By "classical" barter, I mean a kind of system where you've created a whole system of measuring the value of one good against tens or even hundreds of others. E.g. a can of beans is worth a carton of milk or half a steak, a chocolate cheesecake is worth five bowls of porridge etc.
More importantly though, classical barter has actually never existed in history. Economics textbooks -- and economists, of course -- have perpetuated the myth that it did, mostly to suit their own narratives about the origins and nature of money.
Instead, we overwhelmingly find people engaging in "gift economies" or relations of reciprocity with each other, where the logic of quantification is mostly absent.
Not saying it's any easier, though!

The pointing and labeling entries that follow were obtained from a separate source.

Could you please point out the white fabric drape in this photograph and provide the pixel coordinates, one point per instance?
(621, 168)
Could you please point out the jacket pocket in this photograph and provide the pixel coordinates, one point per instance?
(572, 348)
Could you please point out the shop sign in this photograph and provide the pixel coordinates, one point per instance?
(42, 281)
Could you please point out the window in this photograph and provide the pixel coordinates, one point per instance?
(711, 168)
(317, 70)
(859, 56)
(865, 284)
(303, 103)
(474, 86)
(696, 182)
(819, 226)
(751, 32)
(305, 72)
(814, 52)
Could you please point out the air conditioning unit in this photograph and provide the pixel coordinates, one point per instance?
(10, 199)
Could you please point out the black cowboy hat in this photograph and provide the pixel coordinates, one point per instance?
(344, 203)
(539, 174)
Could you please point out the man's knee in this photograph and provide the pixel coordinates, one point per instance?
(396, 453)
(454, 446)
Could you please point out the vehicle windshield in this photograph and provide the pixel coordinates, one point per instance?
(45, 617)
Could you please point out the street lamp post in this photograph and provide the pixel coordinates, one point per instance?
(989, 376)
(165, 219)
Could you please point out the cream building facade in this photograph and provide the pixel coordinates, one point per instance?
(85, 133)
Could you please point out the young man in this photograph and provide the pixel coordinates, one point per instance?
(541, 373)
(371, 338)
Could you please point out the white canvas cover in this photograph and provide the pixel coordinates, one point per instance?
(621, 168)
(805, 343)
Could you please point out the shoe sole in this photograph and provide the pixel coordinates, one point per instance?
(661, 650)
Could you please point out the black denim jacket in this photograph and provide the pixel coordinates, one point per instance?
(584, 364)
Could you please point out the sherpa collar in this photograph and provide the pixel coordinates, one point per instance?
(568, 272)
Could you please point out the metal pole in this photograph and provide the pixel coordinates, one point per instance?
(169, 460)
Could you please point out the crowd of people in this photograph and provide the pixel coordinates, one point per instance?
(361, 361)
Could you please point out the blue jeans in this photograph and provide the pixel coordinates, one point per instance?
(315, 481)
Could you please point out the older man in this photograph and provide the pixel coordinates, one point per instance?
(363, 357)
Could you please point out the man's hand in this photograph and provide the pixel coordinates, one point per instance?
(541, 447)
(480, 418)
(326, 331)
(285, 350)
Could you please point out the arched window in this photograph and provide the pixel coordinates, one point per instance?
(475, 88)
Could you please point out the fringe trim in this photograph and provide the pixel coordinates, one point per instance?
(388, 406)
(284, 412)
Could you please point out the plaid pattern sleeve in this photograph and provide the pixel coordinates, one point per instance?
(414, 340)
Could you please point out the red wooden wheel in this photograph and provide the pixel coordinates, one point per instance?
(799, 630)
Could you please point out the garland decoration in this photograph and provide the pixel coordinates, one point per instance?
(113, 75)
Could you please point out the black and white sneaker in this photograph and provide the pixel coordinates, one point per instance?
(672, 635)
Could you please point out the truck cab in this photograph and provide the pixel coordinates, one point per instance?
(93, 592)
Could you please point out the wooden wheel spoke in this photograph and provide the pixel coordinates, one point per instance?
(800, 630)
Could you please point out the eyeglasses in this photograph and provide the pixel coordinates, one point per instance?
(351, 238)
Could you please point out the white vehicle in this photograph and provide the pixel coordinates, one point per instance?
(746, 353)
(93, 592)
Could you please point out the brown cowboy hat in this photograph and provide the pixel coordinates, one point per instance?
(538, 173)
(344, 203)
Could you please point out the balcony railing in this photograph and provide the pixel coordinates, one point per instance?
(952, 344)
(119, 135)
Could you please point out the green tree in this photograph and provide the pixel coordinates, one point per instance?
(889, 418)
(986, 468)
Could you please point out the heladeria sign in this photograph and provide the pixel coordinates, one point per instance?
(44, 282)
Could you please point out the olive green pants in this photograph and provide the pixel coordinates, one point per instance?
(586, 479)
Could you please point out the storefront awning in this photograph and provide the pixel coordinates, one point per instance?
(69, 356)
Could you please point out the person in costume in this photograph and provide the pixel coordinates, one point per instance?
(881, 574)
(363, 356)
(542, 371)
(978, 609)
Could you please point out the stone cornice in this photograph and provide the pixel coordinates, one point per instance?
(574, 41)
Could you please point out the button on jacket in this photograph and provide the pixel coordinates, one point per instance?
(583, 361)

And in any case you don't wanna believe someone (like me) who spouts theory and has almost no real world experience :) ultimately any experiments you actually try out are way more impactful than my comment!
deciding the relative value of things is deeply personal and very important if we care about individual people! it's not capitalism to not want to trade away beans for steak if you can make steak at home easily, or maybe you're happy to take a 'bad' trade because the person you're trading with needs some extra help.
you're right that basically no one did 'classical barter' trading apples for oranges directly, but there are numerous examples of people freely trading in credit (debt) over a variety of timescales and social systems.
it's not hierarchical to decide for yourself what you want and what you're willing to give up in relation with other people, in fact i'd say understanding the necessity of that is a fundamental part of anarchism.
where exchange gets tricky is when it's coerced, or the circumstances surrounding it are coercive. if there's an authority figure putting a gun in your back demanding money every month for the privilege of living in your own house, then trading with others to "earn" that money will definitely be a bad situation for you. it's the specific enforcement of properties as we know them under capitalism that's the problem, not exchange in the abstract.
Oh yes, I agree with you on both counts:
My point is that the more such decisions are quantitative in nature, the more like reciprocal relations are to turn into mercantile or even hierarchical ones.
There's also the distinction between personal and public spheres. Value systems across either sphere can be radically different, but that's a whole other can of beans (no pun intended).